Working with your loan processor
Some lenders see loan processing as an entirely “back-office” function. You may never even meet your processor and your only contact may be your loan officer.
However, other lenders encourage direct contact between processors and applicants. So what should you expect if you get a call or email from yours?
What you should hope for is someone who’s an expert administrator with a focus on moving your mortgage application through the system in a timely way. In this sense, your processor’s goals overlap perfectly with yours.
Seeing it from your processor’s point of view
However, you risk coming into conflict over the minutiae of your case. You can’t understand why she’s so insistent on receiving January’s bank statement and last month’s pay stub (you know they’re somewhere) so urgently. And she can’t understand why you don’t just get on and send them.
The fact is, your processor is responsible for ensuring your application complies with a whole raft of external regulations and internal policies. And it’s highly unlikely she personally will have the discretion to overlook any compliance requirements.
Advantages of a good relationship
Having said that, a processor often has some workarounds. He might suggest an alternative that might get you out of a hole. For instance, it can be difficult proving that you’re receiving alimony if you don’t deposit it separately or keep copies of the checks. And who wants to have to ask their ex for canceled checks?
A processor may find a way around this, ordering copies of the actual deposits from your bank. So you need him on your side. The last thing you want is to be deliberately unhelpful or gratuitously rude.
In fact, building a good working relationship with her can help you. You want her to see you as a person rather than a case number each time she picks up your file. Even the most objective professionals work harder for those they like.
Self-help for mortgage applicants
Of course, the easiest way to get your mortgage loan processor to like you is to cause him as few headaches as possible. You can do that by supplying all the documents he needs upfront and anticipating any queries that might arise from them.
No matter what sort of mortgage you’re applying for, your lender will want to satisfy itself over six areas of your life. It will need documents to support claims you make about your:
- Identity — Photo ID, social security number, past residential addresses
- Employment history and income stability
- Credit and debt management ability
- Expenses, payments and account balances
- Assets, including cash, retirement and investment accounts
- The source of funds for your down payment, if purchasing
Your lender will get your credit reports and scores itself. But you’ll be expected to supply it with the paperwork it needs to verify the other information.
You can do yourself a big favor by pulling together all the documents you’re going to need before you make your application for either a mortgage or pre-approval. It’s one less thing to worry about later when you’ll be under pressure. And it will give you a chance to get copies of anything that’s been lost in your filing system.

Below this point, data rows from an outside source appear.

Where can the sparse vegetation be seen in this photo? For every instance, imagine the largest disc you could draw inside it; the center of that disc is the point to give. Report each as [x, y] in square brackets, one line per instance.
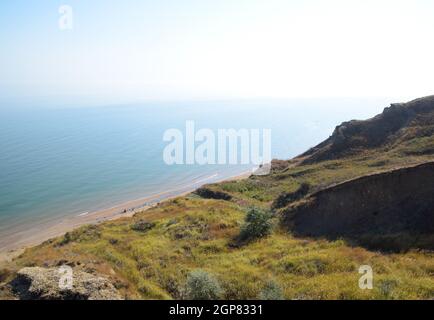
[195, 233]
[271, 291]
[202, 286]
[257, 225]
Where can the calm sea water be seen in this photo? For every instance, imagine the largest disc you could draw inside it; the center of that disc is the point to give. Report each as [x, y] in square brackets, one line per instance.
[57, 162]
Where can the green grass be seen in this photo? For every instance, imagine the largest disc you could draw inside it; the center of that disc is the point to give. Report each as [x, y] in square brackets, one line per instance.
[192, 233]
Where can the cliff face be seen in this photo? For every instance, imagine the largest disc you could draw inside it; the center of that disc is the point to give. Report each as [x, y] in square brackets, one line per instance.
[398, 201]
[400, 121]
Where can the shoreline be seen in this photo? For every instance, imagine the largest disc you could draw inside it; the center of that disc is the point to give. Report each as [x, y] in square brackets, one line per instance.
[124, 210]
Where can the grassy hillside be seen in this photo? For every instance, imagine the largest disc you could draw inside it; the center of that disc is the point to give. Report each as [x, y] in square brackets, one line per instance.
[151, 255]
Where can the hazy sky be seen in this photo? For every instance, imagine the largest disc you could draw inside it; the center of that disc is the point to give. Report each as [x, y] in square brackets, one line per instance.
[171, 49]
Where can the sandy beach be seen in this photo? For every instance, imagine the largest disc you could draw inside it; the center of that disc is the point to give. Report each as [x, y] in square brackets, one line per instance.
[16, 244]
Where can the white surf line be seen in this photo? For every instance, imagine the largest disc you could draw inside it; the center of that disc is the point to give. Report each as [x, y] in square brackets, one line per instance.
[206, 179]
[155, 197]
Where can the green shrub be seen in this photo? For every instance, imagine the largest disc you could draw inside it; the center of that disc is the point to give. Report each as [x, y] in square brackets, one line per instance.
[4, 274]
[257, 225]
[271, 291]
[202, 286]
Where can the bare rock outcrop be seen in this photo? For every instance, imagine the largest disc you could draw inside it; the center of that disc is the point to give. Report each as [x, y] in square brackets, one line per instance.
[45, 284]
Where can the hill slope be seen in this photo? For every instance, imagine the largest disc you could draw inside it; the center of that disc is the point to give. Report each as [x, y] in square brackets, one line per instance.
[398, 123]
[152, 254]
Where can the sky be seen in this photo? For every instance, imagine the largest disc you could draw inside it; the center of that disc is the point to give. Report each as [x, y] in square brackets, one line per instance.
[134, 50]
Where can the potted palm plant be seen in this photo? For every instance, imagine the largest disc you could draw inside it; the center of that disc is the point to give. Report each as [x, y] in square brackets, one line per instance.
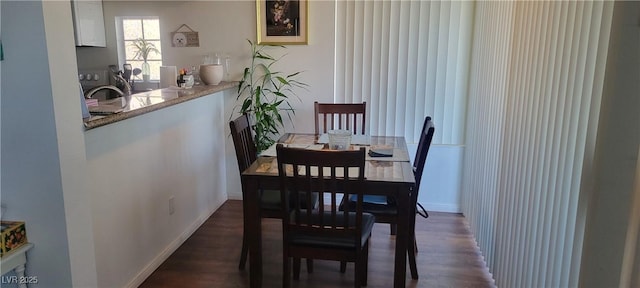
[265, 94]
[143, 48]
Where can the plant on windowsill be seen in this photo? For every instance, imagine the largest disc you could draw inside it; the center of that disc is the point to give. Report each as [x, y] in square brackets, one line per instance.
[143, 48]
[265, 95]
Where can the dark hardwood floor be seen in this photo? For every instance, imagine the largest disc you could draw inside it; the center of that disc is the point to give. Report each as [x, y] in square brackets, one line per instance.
[447, 257]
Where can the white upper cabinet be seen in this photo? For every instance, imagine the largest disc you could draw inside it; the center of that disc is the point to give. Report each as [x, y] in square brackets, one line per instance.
[88, 23]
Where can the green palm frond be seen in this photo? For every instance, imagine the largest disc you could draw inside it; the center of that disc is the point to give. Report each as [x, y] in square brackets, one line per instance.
[264, 94]
[144, 48]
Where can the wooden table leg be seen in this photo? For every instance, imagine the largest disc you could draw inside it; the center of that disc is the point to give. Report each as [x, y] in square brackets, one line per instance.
[402, 237]
[411, 245]
[250, 194]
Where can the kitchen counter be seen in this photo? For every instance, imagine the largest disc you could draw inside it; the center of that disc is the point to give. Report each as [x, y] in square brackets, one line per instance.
[145, 102]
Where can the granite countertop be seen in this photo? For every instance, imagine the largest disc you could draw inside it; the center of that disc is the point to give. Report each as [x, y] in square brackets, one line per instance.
[145, 102]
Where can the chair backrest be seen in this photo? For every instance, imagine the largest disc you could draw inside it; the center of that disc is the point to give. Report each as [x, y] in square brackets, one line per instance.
[330, 172]
[428, 129]
[246, 151]
[330, 116]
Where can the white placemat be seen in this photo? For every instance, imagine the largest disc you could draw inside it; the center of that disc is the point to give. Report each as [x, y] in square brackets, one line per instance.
[271, 151]
[355, 139]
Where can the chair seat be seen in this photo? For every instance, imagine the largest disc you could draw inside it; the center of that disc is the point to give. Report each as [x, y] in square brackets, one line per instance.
[270, 200]
[375, 204]
[334, 242]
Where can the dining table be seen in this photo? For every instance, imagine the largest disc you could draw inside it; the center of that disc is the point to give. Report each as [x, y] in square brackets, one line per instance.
[389, 176]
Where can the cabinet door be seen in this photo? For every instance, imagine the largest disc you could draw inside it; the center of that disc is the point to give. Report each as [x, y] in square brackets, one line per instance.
[88, 23]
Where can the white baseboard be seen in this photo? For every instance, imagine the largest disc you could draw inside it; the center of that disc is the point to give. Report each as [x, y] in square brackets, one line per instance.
[437, 207]
[172, 247]
[234, 196]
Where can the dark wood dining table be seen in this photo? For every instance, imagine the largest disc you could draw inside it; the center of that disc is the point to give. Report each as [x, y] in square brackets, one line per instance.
[383, 177]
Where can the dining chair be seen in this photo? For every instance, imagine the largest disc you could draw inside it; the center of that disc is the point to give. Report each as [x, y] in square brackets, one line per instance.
[329, 116]
[385, 209]
[325, 233]
[270, 202]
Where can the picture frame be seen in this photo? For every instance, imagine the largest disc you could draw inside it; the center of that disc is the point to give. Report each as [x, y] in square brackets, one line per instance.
[282, 22]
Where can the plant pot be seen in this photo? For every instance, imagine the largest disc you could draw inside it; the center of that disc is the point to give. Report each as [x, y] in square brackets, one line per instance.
[211, 74]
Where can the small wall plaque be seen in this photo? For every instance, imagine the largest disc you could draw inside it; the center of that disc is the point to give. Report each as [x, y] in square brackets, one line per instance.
[183, 38]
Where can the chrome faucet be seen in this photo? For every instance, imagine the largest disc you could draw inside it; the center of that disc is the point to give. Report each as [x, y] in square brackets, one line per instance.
[126, 92]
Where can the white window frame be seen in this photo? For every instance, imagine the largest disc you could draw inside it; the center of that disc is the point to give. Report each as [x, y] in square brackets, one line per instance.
[121, 43]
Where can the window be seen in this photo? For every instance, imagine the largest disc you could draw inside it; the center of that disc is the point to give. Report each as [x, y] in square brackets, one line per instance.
[130, 29]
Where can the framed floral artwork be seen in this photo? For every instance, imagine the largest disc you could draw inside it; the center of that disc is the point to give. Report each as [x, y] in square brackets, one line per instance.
[282, 22]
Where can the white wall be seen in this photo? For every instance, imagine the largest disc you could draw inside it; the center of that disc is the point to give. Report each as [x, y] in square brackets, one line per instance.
[32, 185]
[616, 153]
[135, 167]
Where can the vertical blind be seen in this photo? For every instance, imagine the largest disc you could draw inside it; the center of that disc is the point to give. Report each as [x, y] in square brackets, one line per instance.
[407, 59]
[536, 76]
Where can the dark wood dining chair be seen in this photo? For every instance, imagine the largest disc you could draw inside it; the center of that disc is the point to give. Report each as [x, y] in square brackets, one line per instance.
[270, 202]
[325, 233]
[329, 116]
[385, 208]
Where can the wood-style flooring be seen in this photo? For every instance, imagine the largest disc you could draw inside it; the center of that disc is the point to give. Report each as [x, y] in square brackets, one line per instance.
[447, 257]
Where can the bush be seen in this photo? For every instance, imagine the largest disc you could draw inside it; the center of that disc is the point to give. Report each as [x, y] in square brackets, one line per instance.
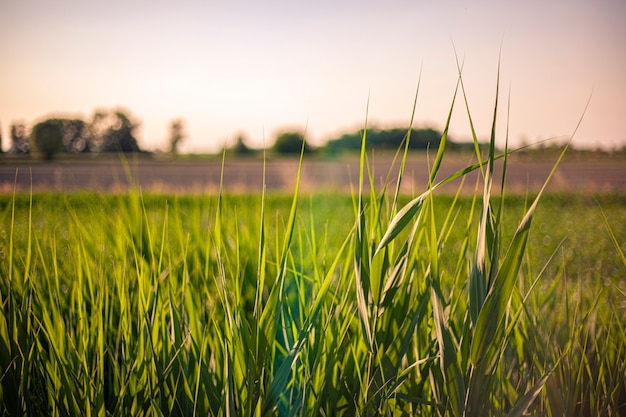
[47, 136]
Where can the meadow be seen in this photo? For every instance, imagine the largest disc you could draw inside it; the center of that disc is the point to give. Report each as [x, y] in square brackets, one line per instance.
[369, 303]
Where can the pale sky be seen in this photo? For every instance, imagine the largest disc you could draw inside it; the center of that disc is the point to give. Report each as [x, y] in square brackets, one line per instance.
[254, 68]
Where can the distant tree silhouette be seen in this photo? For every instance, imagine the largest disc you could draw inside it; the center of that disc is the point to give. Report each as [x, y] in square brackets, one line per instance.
[386, 139]
[177, 135]
[75, 135]
[112, 131]
[241, 148]
[20, 142]
[290, 143]
[47, 137]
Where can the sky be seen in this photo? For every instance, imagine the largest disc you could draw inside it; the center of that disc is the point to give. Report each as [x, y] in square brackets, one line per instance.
[254, 69]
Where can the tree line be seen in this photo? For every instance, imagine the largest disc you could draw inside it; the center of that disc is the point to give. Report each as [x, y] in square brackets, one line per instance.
[109, 130]
[113, 130]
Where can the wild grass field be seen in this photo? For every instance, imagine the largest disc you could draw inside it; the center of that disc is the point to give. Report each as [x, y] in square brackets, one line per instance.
[375, 302]
[135, 304]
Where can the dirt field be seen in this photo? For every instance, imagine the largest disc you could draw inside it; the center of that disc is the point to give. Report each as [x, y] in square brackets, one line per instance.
[246, 175]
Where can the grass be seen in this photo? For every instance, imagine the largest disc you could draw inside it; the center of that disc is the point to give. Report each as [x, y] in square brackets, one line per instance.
[367, 304]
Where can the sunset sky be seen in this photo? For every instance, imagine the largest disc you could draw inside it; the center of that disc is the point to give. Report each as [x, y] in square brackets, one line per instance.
[255, 68]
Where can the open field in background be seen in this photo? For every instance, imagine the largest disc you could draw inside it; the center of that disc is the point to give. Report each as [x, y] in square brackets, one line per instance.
[172, 299]
[524, 173]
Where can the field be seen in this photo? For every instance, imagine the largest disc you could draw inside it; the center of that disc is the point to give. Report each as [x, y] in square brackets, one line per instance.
[374, 301]
[579, 172]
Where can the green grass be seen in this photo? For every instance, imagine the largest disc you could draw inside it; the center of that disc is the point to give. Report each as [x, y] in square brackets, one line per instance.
[324, 304]
[123, 303]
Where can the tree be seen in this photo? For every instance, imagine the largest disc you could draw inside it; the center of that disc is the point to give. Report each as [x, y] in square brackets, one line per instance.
[47, 137]
[20, 142]
[290, 143]
[240, 147]
[75, 135]
[177, 135]
[112, 131]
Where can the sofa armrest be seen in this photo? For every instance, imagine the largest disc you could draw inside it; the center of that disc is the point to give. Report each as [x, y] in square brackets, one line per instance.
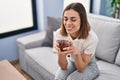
[27, 42]
[31, 41]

The extent to which lenders will crawl over your personal finances can feel intrusive. And their tick-box systems can feel overly rigid and bureaucratic. But remember:
- You’re asking to borrow a huge amount of money so it’s only reasonable they’ll want to know all about you
- They may not be asking for themselves. They often have to comply with third-party rules from regulators or loan guarantors, such as Fannie Mae, Freddie Mac, the VA, the FHA and so on
- Their main objective is to make sure you can comfortably afford payments on your new mortgage and won’t get into financial trouble later
Your best way to navigate through this stressful time is with Zen-like calm. Taking out your irritation, resentment or frustration on your mortgage loan processor is unlikely to help.